Like a performing monkey, I played loud where I was told to play loud and soft where it was marked soft. Clattering through their music without a thought in my head was like rattling off learned-by-rote answers to Tóraíocht Dhiarmada agus Ghráinne.

Like the Leaving Cert the RIAM exams were, for me at least, a racket: less about creativity than (muscle) memory.

Somewhere along the way, I realised in my mid-teens, the joy of making music had been supplanted by an obsession with exams and grades and the pressure to perform.

Of course there was nothing stopping my teacher and I from breaking out of the exam system to play something fun and inspiring. Occasionally we did, but these were short happy interludes before landing back in training for yet another exam with “real” – read classical – piano music.

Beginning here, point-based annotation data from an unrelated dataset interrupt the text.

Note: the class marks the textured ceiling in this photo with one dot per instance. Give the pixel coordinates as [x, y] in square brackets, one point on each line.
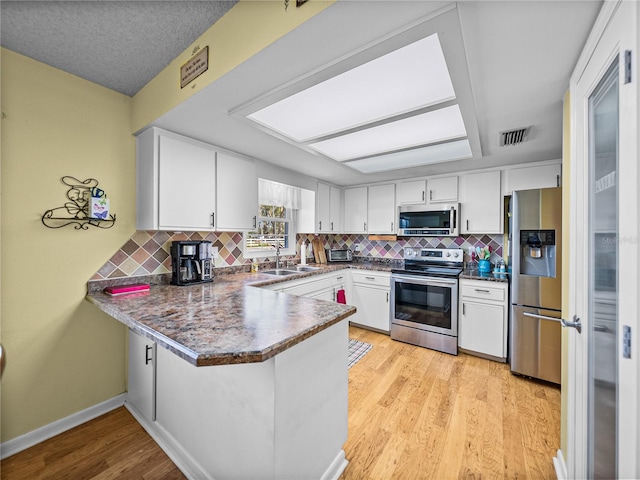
[519, 55]
[121, 45]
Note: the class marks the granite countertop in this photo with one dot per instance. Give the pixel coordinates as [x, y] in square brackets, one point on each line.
[225, 322]
[474, 274]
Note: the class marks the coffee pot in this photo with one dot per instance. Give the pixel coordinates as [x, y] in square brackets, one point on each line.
[191, 262]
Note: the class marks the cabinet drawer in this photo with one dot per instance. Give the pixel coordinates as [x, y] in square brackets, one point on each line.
[483, 290]
[366, 278]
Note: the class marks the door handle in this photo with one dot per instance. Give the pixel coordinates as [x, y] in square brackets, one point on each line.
[577, 324]
[542, 317]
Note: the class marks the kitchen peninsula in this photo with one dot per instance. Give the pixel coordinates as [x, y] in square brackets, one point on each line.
[246, 382]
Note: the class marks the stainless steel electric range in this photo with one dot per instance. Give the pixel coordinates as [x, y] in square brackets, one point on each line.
[424, 298]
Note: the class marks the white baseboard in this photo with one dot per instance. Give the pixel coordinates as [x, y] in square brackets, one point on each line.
[560, 466]
[336, 468]
[178, 455]
[18, 444]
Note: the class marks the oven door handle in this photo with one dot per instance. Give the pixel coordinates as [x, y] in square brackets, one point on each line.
[423, 280]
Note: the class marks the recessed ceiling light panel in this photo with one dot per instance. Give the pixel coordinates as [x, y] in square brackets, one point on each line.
[435, 126]
[412, 77]
[444, 152]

I passed grade eight with honours then walked away in frustration. The RIAM appears to still have a firm grip on the market, and charges anxious parents a pretty penny for its exams, but it does not have a monopoly on music.

As growing numbers of children swap Mozart for Minecraft, a new boom is under way: adults learning, or returning to, the piano. Piano parties – playing for each other, without exam pressures – are a growing phenomenon. YouTube is filled with inspiration, as is ex-Guardian editor Alan Rusbridger's extraordinary book Play it Again.

I wondered how many, like me, still play the piano in spite of the RIAM exam system?

I never really gave up the piano, I simply declared my independence from Westland Row and now play the music that means something to me: Gershwin, Porter, Berlin, Rogers. Their music – deceptively simple yet clever beneath the surface – is my music. When you're playing the piano for yourself, and not a stranger in an exam room, there is no good or bad music, just the music that means something to you. For me, working out why the harmonies in You'll Never Walk Alone make football fans weep is far more stimulating to me than working out Schumann fingering.

Many wonderful musicians have gone through the doors of the Royal Irish Academy of Music in Dublin. But after Making the Grade, I wondered how many, like me, still play the piano in spite of the RIAM exam system? And how many deeply musical people has its exams-grades system put off music for life?

It’s never too late to return to the piano and, as the film shows, for some it is a rescue ring in times of crisis. If music, as Shakespeare said, be the food of love – forget Westland Row, and play on.